Personal information
- Full name: Oliver Petersch
- Date of birth: 26 April 1989 (age 36)
- Place of birth: Bitburg, West Germany
- Height: 1.72 m (5 ft 8 in)
- Position(s): Midfielder

Youth career
- FC Bitburg
- SV Wolsfeld
- 0000–2008: Bayer 04 Leverkusen

Senior career*
- Years: Team / Apps / (Gls)
- 2008–2009: Bayer 04 Leverkusen II / 22 / (0)
- 2009–2011: → Rot-Weiß Oberhausen (loan) / 57 / (2)
- 2011–2013: Eintracht Braunschweig / 25 / (1)
- 2011–2013: → Eintracht Braunschweig II / 2 / (0)
- 2013–2014: Arminia Bielefeld / 2 / (0)

International career^{‡}
- Germany U-16
- 2006–2007: Germany U-18 / 6 / (0)
- Germany U-19 / 4 / (0)
- 2008–2009: Germany U-20 / 2 / (0)

= Oliver Petersch =

German footballer (born 1989)

Oliver Petersch (born 26 April 1989 in Bitburg) is a German footballer who played in the 2. Bundesliga.

== Career ==

Petersch began his career at the reserve side of Bayer 04 Leverkusen, but couldn't break into the club's first team. He was loaned out to Rot-Weiß Oberhausen in 2009, where he established himself as a regular in the 2. Bundesliga. After his loan spell, Petersch did not return to Leverkusen, but transferred to Eintracht Braunschweig instead. After 14 games in his initial season with the team, he missed the entire first half of the 2012–13 season due to injury.
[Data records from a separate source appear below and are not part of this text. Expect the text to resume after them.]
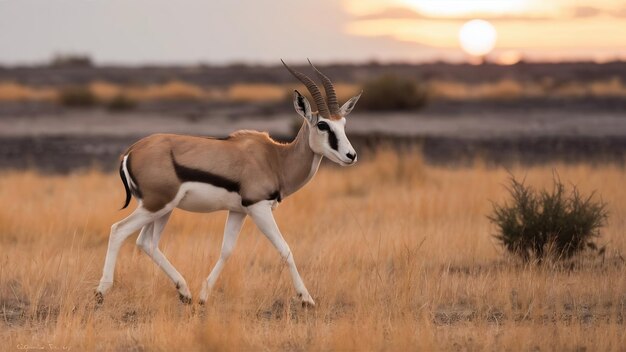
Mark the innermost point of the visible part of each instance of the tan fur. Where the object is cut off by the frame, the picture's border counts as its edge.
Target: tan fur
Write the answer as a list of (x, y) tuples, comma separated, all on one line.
[(259, 164)]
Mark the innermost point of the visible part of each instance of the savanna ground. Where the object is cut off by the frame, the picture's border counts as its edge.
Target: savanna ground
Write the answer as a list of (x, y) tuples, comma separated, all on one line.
[(399, 255)]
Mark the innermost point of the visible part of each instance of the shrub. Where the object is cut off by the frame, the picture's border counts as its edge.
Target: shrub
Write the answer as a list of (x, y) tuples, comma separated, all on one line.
[(121, 102), (390, 92), (556, 222), (77, 96)]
He finally returned from injury on 2 February 2013 in a league game against SC Paderborn 07, in which he also scored his first goal for Braunschweig. His contract in Braunschweig was not renewed after the 2012–13 season and Petersch went on to join Arminia Bielefeld. He was released by Bielefeld after one season with the club.